Antibody-mediated glomerulonephritis (AGN) is a clinical manifestation of autoimmune kidney diseases. Strikingly, AGN is the second leading cause of kidney dysfunction in US, accounting for 20-30% of total renal failure cases. Response to immunosuppressive drugs is often inadequate and associated with significant side effects. Chronic inflammation in the glomerular and tubular compartments of the kidney lead to tissue damage, ultimately causing irreversible loss of renal function. Emerging data implicate the proinflammatory cytokine IL- 17 in the pathogenesis of AGN. The dominant focus in the IL-17 field has been on how IL-17-producing cells are generated, whereas comparatively little is known about regulation of downstream IL-17 signaling in relevant tissue cell types. Our new data show in a mouse model of AGN demonstrate IL-17 receptor signaling in non-hematopoietic cells is required for AGN pathogenesis. Hence, we will focus here on defining IL-17 signaling mechanisms and outcomes in specific renal cell types. Understanding this is important because tissue damage occurs locally, and interventions to limit such damage could be highly valuable clinically to treat the end-organ damage that characterizes AGN. Specifically, this proposal is centered around understanding the molecular basis of post-transcriptional control of mRNA in the context of two distinct kidney cell types, glomerular podocytes and rental tubule epithelial cells (RTECs). We recently identified two RNA binding proteins (RBPs), Regnase-1 and Arid5a, which act in an opposing manner to negatively and positively control IL-17 signaling, respectively. Of particular relevance to AGN, these RBPs control IL-17-dependent expression of Lipocalin-2, which exerts potent kidney-damaging properties. Our central hypothesis is that Regnase-1 restricts AGN development by limiting Lipocalin-2 expression in the nephritic kidney.

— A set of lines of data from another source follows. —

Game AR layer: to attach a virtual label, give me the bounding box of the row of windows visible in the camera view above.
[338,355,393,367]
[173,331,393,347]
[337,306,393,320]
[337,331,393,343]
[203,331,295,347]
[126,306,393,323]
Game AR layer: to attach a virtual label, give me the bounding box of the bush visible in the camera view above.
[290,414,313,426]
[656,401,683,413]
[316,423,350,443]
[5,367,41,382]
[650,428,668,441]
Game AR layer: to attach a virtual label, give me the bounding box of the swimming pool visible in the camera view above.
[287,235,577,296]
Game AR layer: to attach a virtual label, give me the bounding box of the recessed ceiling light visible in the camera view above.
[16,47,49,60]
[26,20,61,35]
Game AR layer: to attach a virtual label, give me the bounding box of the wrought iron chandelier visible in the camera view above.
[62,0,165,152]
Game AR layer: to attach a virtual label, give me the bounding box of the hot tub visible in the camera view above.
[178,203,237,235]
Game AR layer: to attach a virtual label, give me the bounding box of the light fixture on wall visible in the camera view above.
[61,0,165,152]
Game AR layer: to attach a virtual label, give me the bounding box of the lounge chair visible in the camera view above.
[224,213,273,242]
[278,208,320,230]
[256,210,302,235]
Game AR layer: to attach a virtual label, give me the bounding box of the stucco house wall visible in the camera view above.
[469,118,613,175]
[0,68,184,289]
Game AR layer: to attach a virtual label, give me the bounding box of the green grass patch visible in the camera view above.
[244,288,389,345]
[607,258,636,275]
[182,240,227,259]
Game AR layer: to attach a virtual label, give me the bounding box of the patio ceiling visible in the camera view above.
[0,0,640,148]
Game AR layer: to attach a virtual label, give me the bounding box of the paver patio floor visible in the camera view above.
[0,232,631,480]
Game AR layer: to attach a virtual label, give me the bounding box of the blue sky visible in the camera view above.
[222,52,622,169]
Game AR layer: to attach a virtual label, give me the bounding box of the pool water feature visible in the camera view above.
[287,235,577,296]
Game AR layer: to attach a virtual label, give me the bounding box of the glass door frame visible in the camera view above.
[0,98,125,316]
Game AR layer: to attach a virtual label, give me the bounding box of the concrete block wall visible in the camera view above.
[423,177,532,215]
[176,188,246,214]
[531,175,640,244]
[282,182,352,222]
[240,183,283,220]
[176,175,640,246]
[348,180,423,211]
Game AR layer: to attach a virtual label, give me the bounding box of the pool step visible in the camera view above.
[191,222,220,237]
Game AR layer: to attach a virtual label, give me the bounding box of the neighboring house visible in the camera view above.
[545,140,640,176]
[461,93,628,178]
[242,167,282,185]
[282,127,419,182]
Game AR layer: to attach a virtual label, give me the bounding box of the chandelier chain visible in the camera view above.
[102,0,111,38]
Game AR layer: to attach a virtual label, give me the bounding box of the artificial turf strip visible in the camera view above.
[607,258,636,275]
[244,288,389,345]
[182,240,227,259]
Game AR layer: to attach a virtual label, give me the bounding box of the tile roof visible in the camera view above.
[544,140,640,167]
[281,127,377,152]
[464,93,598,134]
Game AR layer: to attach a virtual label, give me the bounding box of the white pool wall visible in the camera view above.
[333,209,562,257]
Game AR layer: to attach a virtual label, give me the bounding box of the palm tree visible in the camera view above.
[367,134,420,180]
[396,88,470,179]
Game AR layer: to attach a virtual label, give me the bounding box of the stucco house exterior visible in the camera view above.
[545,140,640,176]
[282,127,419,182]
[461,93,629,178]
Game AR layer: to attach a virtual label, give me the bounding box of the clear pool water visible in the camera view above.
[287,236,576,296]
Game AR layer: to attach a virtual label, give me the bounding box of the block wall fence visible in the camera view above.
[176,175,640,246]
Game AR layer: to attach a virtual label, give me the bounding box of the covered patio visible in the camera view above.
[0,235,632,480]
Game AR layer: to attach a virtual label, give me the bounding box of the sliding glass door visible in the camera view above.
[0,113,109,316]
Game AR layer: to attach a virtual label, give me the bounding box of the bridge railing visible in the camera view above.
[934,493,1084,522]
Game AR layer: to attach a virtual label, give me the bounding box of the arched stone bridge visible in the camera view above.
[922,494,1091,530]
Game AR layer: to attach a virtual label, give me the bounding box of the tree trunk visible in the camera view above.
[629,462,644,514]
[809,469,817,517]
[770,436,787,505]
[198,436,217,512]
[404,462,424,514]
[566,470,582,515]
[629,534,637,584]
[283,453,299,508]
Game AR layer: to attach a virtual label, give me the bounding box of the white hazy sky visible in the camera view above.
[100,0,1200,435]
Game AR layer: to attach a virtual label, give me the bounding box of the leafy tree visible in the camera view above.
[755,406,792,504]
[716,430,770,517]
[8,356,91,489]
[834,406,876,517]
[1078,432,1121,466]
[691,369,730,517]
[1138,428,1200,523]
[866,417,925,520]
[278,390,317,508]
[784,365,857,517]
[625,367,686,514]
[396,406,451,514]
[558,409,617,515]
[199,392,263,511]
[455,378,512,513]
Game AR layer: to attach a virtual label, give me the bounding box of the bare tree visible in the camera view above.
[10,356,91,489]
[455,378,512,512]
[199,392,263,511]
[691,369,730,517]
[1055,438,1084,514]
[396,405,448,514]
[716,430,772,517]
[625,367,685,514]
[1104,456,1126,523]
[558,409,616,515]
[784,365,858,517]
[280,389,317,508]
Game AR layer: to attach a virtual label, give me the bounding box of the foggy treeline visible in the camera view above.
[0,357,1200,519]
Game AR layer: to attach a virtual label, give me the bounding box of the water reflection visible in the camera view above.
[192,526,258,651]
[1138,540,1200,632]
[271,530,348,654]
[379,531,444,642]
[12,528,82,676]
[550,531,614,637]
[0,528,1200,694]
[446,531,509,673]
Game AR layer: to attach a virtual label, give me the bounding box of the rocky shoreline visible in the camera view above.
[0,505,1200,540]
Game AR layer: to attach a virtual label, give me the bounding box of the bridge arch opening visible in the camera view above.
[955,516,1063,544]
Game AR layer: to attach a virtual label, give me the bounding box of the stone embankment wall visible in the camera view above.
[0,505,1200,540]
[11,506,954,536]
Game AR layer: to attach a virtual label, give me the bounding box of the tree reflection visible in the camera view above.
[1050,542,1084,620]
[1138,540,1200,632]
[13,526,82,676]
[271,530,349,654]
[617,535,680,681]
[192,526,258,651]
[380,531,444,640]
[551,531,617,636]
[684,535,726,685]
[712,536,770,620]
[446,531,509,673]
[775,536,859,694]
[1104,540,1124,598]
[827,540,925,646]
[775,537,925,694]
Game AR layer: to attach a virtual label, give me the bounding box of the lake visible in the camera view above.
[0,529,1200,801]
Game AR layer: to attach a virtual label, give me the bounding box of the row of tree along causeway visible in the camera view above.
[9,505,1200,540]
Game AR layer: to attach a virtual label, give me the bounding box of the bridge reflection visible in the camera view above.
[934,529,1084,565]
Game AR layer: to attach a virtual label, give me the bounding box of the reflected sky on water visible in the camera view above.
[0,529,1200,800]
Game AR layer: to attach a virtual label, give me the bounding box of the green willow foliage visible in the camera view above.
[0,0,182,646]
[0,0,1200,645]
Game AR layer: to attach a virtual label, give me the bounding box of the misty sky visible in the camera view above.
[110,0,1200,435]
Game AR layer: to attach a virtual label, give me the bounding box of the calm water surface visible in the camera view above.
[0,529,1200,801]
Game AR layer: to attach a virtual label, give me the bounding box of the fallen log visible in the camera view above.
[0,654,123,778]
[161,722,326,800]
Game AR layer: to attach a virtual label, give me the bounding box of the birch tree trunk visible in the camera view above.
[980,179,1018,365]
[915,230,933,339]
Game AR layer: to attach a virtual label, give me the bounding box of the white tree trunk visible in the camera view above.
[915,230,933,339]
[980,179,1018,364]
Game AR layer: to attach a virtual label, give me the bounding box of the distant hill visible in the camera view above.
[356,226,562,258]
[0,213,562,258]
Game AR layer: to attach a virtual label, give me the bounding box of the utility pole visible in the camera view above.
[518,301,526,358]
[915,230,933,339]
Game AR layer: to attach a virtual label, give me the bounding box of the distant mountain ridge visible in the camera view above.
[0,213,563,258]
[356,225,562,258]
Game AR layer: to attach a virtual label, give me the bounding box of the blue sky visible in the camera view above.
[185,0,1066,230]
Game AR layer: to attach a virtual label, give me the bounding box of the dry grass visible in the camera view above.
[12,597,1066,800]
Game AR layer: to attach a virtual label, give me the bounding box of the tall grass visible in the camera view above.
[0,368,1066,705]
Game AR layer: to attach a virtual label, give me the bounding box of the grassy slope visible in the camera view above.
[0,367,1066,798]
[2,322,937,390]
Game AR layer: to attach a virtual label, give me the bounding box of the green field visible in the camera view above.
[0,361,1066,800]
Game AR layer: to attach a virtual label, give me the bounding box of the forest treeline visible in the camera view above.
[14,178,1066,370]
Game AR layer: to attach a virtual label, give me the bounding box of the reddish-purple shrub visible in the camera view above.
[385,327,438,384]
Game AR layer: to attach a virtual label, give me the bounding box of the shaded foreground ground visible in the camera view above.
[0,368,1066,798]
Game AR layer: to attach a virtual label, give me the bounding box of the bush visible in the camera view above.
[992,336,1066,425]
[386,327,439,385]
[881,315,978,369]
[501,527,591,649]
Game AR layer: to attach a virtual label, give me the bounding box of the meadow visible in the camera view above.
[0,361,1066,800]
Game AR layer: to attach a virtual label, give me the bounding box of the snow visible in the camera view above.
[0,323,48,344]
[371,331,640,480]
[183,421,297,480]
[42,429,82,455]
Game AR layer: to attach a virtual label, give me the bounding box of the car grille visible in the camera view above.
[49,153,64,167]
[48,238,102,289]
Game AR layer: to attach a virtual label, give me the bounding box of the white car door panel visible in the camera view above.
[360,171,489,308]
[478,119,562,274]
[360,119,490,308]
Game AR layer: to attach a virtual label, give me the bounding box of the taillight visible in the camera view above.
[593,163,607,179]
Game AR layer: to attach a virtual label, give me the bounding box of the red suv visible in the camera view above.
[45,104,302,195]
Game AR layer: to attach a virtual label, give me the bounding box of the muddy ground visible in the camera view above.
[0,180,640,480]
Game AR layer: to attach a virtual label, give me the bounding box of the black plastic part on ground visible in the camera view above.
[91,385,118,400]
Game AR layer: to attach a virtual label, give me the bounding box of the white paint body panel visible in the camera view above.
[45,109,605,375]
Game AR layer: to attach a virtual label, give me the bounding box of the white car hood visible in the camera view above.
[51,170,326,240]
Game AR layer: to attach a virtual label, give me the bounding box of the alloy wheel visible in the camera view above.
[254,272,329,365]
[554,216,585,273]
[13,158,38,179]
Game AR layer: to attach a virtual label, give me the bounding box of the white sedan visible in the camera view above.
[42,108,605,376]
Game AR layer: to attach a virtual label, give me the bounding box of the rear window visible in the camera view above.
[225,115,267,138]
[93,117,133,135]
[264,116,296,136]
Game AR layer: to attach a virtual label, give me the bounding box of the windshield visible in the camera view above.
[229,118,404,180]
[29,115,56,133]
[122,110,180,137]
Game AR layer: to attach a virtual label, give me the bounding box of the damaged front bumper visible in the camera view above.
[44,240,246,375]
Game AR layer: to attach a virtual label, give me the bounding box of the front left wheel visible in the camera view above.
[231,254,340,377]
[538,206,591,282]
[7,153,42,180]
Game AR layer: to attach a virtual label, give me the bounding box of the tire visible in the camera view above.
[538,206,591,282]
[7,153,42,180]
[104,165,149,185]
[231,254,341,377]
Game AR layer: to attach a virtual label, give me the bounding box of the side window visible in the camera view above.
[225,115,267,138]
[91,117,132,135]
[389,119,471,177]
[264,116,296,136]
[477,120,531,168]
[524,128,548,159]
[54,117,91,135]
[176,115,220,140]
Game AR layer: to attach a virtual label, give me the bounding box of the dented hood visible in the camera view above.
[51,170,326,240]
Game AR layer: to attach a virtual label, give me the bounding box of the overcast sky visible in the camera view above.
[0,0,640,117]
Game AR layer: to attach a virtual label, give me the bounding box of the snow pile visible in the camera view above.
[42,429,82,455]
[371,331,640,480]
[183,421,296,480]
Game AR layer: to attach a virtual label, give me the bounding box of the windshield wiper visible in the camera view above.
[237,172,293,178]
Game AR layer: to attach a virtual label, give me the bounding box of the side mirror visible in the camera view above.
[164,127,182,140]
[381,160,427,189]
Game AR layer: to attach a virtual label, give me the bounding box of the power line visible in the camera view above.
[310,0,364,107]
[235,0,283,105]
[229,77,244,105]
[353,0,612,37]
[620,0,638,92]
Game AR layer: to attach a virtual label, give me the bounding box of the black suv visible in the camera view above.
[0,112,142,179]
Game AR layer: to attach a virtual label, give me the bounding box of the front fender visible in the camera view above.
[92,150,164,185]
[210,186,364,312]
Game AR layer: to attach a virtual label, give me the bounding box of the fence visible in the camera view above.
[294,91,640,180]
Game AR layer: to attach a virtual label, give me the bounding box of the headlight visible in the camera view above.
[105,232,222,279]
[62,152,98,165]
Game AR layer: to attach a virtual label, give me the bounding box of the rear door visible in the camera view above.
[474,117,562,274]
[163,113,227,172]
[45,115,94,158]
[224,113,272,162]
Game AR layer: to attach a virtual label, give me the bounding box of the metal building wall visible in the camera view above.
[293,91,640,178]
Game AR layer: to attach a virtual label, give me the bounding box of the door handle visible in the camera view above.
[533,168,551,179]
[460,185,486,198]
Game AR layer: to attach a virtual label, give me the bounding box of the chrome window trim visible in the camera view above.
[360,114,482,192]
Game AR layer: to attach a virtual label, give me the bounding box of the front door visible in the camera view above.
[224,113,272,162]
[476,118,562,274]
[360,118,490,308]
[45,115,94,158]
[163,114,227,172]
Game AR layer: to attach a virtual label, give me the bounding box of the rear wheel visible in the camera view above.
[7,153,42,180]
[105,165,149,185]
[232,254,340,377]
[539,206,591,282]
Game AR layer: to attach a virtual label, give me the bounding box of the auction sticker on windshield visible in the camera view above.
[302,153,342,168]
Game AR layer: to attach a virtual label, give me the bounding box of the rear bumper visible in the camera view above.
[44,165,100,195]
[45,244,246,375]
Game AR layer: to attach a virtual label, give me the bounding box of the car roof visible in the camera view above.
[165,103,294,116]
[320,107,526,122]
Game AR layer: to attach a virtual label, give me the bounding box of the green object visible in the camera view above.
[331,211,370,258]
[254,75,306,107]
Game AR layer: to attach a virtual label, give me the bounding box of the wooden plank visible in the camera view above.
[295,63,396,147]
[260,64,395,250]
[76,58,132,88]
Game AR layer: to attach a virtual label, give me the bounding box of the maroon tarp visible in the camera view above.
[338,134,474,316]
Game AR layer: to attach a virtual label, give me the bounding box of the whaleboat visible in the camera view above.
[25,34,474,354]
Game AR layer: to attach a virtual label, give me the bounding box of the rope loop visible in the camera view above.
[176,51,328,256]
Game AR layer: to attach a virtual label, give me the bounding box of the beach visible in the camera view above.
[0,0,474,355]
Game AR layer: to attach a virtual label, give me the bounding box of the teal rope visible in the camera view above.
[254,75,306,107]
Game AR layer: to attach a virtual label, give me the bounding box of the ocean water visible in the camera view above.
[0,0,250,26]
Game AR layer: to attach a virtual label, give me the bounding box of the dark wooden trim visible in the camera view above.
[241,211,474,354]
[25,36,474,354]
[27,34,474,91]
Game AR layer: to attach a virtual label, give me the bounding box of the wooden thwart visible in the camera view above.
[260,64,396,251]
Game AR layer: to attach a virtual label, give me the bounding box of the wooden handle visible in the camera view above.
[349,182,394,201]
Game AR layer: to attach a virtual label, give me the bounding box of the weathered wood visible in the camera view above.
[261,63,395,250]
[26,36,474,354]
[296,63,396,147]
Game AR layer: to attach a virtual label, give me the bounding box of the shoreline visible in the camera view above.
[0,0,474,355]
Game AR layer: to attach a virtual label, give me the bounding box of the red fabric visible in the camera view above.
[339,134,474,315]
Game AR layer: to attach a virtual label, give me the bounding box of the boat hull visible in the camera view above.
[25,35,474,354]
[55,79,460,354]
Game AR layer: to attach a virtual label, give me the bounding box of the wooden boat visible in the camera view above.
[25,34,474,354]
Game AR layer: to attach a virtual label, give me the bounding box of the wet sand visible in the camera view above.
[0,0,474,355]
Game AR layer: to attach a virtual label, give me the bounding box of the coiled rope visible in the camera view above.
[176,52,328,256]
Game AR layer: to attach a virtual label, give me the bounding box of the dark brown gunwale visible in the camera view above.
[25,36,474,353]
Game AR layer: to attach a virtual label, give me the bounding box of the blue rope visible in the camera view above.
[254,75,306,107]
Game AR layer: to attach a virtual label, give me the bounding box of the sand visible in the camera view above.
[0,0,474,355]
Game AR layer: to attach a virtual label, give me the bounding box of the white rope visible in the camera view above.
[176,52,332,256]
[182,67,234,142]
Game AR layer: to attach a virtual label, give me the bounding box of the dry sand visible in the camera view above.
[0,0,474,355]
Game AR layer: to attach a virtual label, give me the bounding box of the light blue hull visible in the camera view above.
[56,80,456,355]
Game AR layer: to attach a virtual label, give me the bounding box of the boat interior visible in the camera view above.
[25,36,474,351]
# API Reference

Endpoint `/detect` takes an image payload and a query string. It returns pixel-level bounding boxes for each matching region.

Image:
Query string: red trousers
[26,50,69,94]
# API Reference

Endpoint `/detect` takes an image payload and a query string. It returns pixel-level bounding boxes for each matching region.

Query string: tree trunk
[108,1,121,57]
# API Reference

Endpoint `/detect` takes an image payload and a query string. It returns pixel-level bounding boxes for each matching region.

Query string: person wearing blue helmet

In Aim 1, we will determine the impact of a selective Regnase-1 deficiency in kidney-resident podocytes and RTECs.
Aim 2 will define signaling events involved in regulation of IL-17 signal transduction in mouse and human podocytes and RTECs. Additionally will evaluate the preclinical efficacy of treating mice with an Arid5a inhibitor in AGN, which we predict will allow increased restraint of IL-17 signaling through Regnase-1. These studies will advance our understanding of how pathogenic IL-17 signaling is regulated in the nephritic kidney to promote end-organ damage. Additionally, this work may reveal novel drug targets in the IL- 17 signaling pathway that can be exploited for treating IL-17-driven end-organ damage in other chronic kidney diseases involving this cytokine.
Antibody-mediated glomerulonephritis is a clinical manifestation of Goodpasture disease, for which no safe or effective treatment exists. Our goal is to define how pathogenic inflammatory signaling by the cytokine IL-17 is regulated in the nephritic kidney at a detailed molecular level, and potentially exploit this knowledge for therapeutic benefit.